CF: Safe to say if you weren't playing baseball you'd be a DJ/Producer?


TM: I'd have areal job. If I weren't playing I'd be out of college and have a finance degree and have a job in finance and live in Seattle. That's probably what I'd be doing but I definitely would have gotten involved in the off-season, instead of baseball I'd be in finance but would spend the same amount of time involved in music & DJ'ing.


CF: What are your goals for the rest of the season, you talked about continuing to work on your control but what are you looking to accomplish?

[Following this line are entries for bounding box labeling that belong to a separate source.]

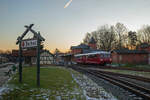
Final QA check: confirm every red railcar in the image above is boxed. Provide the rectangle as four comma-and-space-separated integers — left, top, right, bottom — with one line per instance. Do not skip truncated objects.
75, 51, 112, 65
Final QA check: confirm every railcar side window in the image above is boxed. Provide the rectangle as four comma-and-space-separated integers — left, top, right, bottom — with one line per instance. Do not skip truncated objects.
87, 55, 97, 58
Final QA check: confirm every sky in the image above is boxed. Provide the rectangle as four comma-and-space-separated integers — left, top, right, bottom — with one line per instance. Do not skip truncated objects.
0, 0, 150, 52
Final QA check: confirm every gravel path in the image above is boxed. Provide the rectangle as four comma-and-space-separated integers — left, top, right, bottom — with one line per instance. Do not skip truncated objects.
77, 69, 143, 100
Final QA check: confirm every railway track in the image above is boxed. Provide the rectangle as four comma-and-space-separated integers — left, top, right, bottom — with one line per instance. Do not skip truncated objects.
78, 65, 150, 72
78, 65, 150, 83
72, 67, 150, 100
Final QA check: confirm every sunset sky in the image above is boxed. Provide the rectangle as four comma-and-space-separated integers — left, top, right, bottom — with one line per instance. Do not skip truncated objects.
0, 0, 150, 52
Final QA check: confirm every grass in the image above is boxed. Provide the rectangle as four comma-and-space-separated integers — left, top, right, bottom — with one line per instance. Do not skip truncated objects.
103, 69, 150, 78
2, 67, 82, 100
112, 63, 150, 70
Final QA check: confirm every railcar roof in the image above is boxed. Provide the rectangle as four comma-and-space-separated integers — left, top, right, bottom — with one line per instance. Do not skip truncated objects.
75, 51, 110, 57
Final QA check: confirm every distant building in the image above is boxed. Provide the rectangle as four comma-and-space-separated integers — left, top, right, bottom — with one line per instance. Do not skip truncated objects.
88, 37, 97, 50
12, 50, 54, 65
70, 37, 97, 54
112, 50, 148, 64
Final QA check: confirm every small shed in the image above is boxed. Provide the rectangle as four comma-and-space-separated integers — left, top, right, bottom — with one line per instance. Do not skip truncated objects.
111, 50, 148, 64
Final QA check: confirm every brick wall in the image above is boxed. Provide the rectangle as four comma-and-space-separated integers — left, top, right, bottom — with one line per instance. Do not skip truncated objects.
112, 53, 148, 64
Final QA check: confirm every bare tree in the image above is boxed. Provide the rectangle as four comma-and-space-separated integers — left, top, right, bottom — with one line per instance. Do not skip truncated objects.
97, 25, 116, 51
115, 23, 127, 49
83, 33, 91, 44
128, 31, 137, 49
137, 25, 150, 44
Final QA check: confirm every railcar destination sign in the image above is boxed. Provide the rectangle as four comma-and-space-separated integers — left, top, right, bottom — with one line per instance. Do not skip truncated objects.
21, 40, 37, 48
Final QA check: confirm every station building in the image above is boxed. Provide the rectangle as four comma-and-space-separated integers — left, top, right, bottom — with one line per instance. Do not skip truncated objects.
12, 50, 54, 65
111, 50, 148, 64
70, 37, 97, 55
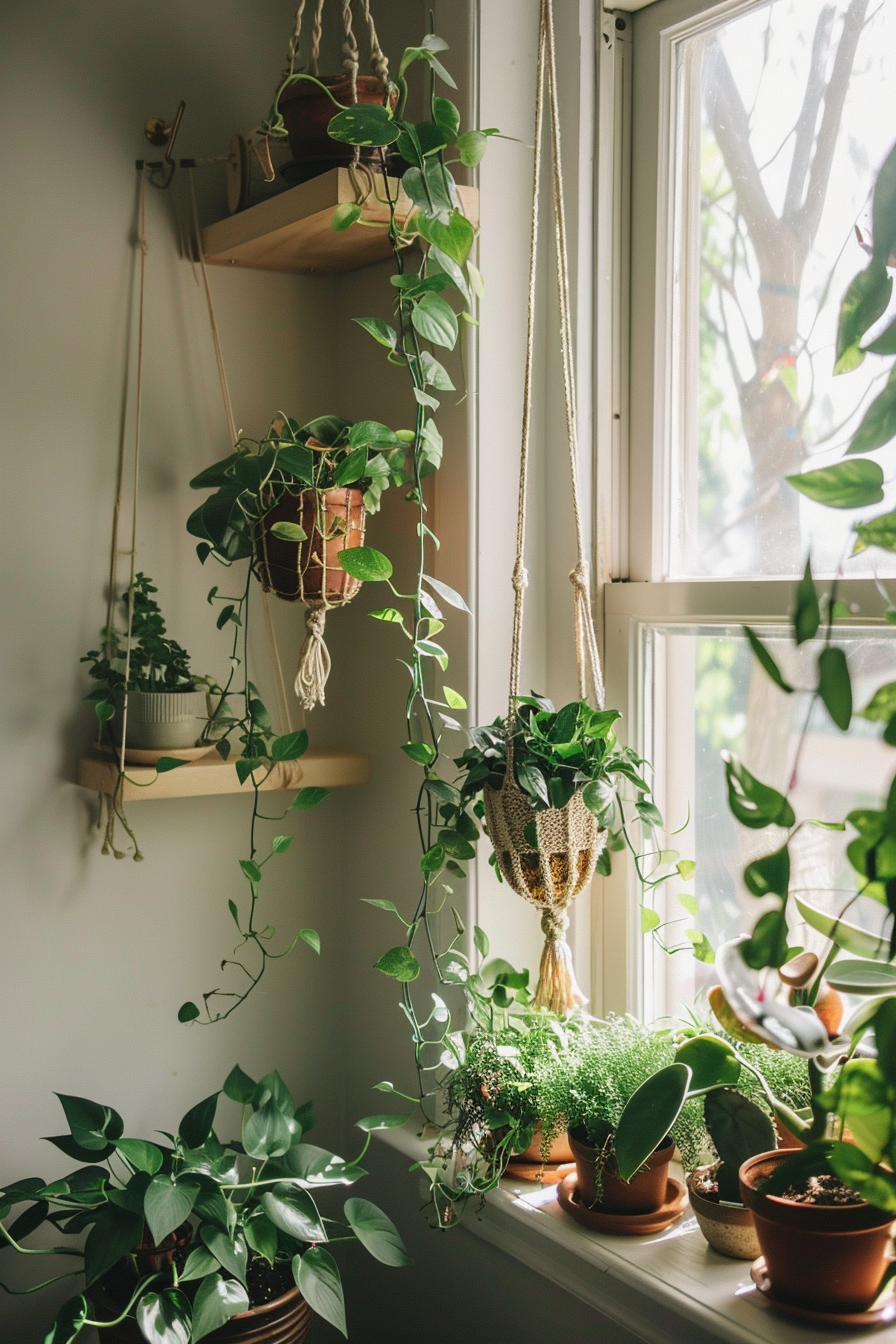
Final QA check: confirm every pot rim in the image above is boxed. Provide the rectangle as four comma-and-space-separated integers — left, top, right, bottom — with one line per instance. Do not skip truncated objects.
737, 1148, 893, 1236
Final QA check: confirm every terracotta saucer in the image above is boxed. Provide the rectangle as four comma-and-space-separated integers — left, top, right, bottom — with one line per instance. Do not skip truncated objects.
505, 1159, 575, 1185
750, 1255, 896, 1329
557, 1172, 688, 1236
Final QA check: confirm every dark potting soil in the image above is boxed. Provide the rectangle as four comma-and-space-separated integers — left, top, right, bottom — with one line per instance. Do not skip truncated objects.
780, 1176, 865, 1206
246, 1255, 296, 1306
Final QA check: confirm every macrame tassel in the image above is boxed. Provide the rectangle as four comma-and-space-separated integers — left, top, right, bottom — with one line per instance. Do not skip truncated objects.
296, 605, 330, 710
535, 906, 588, 1017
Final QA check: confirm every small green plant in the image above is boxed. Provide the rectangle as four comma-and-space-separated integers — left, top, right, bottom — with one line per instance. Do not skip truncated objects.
0, 1066, 408, 1344
81, 574, 196, 735
187, 405, 414, 562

TM: I've kind of switched, I used to have numbers goals and things like that but there are things that are out of your control that can change that stuff.What I want out of this season is to maintain that idea that whatever is earned off of me is earned by the hitters. Any game I want to put our team in the position to win and I want to be able to adjust to situations and really really focus in when I need to make a pitch and then make the pitch. Literally that's the thing about pitchers, the good guys make the pitches when they have to more often than the guys that don't, that's literally it. As of late I've had such good outings in the past couple outings, dominant stuff and then ask “What happened to them?” I think I've identified a lot of them and where my head goes in a lot of those outings and every single bullpen I throw I think of those situations where I can either make the pitch or not make the pitch so that I can throw them during the games. My whole goal is to be ready when someone is needed, and if it's not my turn it's not my turn, but I want to win games and it may not be this year and it may not be anytime soon but when I go I want to contribute to a big league team and the Twins are in a spot where they want to win, and we want to win as well. I know that Alex Meyer,and Kris Johnson and Logan Darnell and Scott Diamond all want to win too, and it's whoever is going to do the job is the guy and that's where I want to to be. We have people in charge that have confidence that I can go out and do a job and that's literally the one goal that there is, and with that the numbers will come.